Unit name | Classical Arcadia and Gardenesque (1720-1820) |
---|---|
Unit code | ARCHM0102 |
Credit points | 40 |
Level of study | M/7 |
Teaching block(s) |
Teaching Block 1 (weeks 1 - 12) |
Unit director | Emeritus Professor. Mowl |
Open unit status | Not open |
Pre-requisites |
None |
Co-requisites |
None |
School/department | Department of Anthropology and Archaeology |
Faculty | Faculty of Arts |
This is the second of two core mandatory units, which cover the history of landscape gardening in Britain. The principal focus of the Unit will be the philosophical and literary responses to 'Nature' of English society in the eighteenth and early nineteenth centuries. The influence of writers such as Pliny, Horace and Virgil on the form and design of landscapes will be studied to determine why such Classical literature should have influenced plans in which architecture and planting, artfully disposed, replaced the flora and rigid formality of the previous fifty years. The key contemporary theorists are Pope, Addison and Shaftesbury; the garden practitioners are Vanbrugh, Kent, Batty Langley, Lancelot Brown, Humphry Repton and J.C. Loudon. These intensely intellectual Classical gardens of the first half of the eighteenth century gave way, through an expanding world view, to more eclectic designs - Chinese, Gothick, Turkish, Hindu - the so-called 'Rococo' gardens of the 1740-60. Brown's ideal, if bland, Claudian parkscapes followed only to be softened by Repton and with the new century came a return to formal enclosures, bedding plants and the 'Gardenesque'. It is a period where Classicism moves paradoxically into Romanticisim and it will be the chief aim of the Unit to convey this apparent contradiction. The Unit is intended to relate the formal aesthetics of landscape and garden designs to the cultural contexts that inform them.
Aims:
This Unit builds on the training in garden history methodology acquired in the preceeding unit (The Formal Garden 1620-1720, ARCH M70101). It aims to develop awareness of the ways that changing perceptions of nature derived from the literary and aesthetic literature, as well as from pictorial sources, affected the design and cultural connotations of landscaped gardens and estates. By situating the gardens and landscapes studied and visited in their social and cultural contexts, the unit will extend the comprehension of the history of garden design and landscaping as a subject in which formal values reveal intellectual concerns.
Students will develop their awareness and understanding of the iconographical reading of the elements within landscape gardens (architecture and sculpture), and of the wider cultural interpretations that can be deciphered from the landscape as a whole. The unit will extend the knowledge and appreciation of ideological and socially constructed theories of landscape reception by applying to specific examples and sites and theoretical perspectives.

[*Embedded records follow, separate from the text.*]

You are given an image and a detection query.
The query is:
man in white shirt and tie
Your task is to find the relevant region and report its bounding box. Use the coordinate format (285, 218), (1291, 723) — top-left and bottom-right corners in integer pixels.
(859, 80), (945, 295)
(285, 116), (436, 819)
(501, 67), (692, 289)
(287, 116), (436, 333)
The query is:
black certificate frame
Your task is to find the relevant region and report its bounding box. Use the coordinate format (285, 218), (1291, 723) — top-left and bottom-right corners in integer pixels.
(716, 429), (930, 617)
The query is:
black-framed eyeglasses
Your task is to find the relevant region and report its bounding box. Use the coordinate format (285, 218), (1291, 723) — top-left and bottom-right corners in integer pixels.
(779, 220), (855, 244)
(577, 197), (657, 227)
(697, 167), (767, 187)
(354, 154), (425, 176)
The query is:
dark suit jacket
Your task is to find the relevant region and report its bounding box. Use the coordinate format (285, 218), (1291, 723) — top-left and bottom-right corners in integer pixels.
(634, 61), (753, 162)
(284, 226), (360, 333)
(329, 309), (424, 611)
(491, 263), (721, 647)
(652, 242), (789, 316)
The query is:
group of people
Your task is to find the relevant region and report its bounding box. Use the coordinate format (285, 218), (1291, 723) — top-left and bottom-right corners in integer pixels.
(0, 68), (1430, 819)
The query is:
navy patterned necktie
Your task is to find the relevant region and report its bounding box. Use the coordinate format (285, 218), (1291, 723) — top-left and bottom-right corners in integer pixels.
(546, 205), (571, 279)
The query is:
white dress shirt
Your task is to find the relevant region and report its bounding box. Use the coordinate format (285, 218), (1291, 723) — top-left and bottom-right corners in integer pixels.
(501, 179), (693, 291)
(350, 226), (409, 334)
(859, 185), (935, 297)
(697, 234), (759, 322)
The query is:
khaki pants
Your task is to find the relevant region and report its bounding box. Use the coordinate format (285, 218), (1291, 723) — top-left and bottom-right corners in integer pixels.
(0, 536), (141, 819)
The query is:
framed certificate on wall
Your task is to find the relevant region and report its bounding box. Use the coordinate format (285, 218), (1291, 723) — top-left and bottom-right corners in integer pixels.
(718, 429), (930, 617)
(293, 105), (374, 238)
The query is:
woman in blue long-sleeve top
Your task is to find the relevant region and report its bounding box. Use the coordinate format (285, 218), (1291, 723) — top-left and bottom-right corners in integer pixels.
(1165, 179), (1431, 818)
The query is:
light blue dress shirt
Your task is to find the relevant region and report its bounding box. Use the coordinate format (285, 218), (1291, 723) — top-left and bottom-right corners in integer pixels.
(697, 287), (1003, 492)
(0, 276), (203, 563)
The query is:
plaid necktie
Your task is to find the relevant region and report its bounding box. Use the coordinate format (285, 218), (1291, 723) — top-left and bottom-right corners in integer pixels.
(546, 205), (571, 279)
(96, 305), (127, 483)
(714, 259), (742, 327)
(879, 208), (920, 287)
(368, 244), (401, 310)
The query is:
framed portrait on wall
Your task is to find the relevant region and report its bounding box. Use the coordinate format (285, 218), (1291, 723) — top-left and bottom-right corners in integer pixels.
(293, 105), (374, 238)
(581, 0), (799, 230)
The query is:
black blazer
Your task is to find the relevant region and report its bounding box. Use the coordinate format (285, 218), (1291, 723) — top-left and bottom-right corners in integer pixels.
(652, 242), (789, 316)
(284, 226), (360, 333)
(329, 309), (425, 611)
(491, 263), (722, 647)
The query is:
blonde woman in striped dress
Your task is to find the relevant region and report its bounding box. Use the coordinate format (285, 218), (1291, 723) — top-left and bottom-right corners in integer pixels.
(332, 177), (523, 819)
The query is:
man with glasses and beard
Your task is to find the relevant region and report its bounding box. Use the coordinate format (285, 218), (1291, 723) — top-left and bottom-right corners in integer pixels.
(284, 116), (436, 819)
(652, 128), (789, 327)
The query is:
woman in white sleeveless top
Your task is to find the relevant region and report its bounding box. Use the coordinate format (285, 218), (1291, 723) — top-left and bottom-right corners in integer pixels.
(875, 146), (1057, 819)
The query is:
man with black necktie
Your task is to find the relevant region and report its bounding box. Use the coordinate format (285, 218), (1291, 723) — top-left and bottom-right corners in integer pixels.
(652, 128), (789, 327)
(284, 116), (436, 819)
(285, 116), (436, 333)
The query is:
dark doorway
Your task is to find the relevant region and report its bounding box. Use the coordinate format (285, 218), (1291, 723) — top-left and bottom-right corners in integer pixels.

Methods of teaching and number of contact hours Weekly Seminars (2 hours) and classes conducted through site visits over 12 weeks.
One essay of 5,000 words designed to test the students knowledge of and ability to contextualise appropriately the gardens and designed landscapes of the period.
Criteria for the award of Credit Points Attendance at seminars and site visits, and the satisfactory completion of the essay.
Contribution of Unit in determining student progression Satisfactory completion to proceed to dissertation.
Contribution of Unit to degree classification 20/120 credit points of the taught component of the degree, leading to qualification for progression to dissertation (20/180 credit points of MA overall).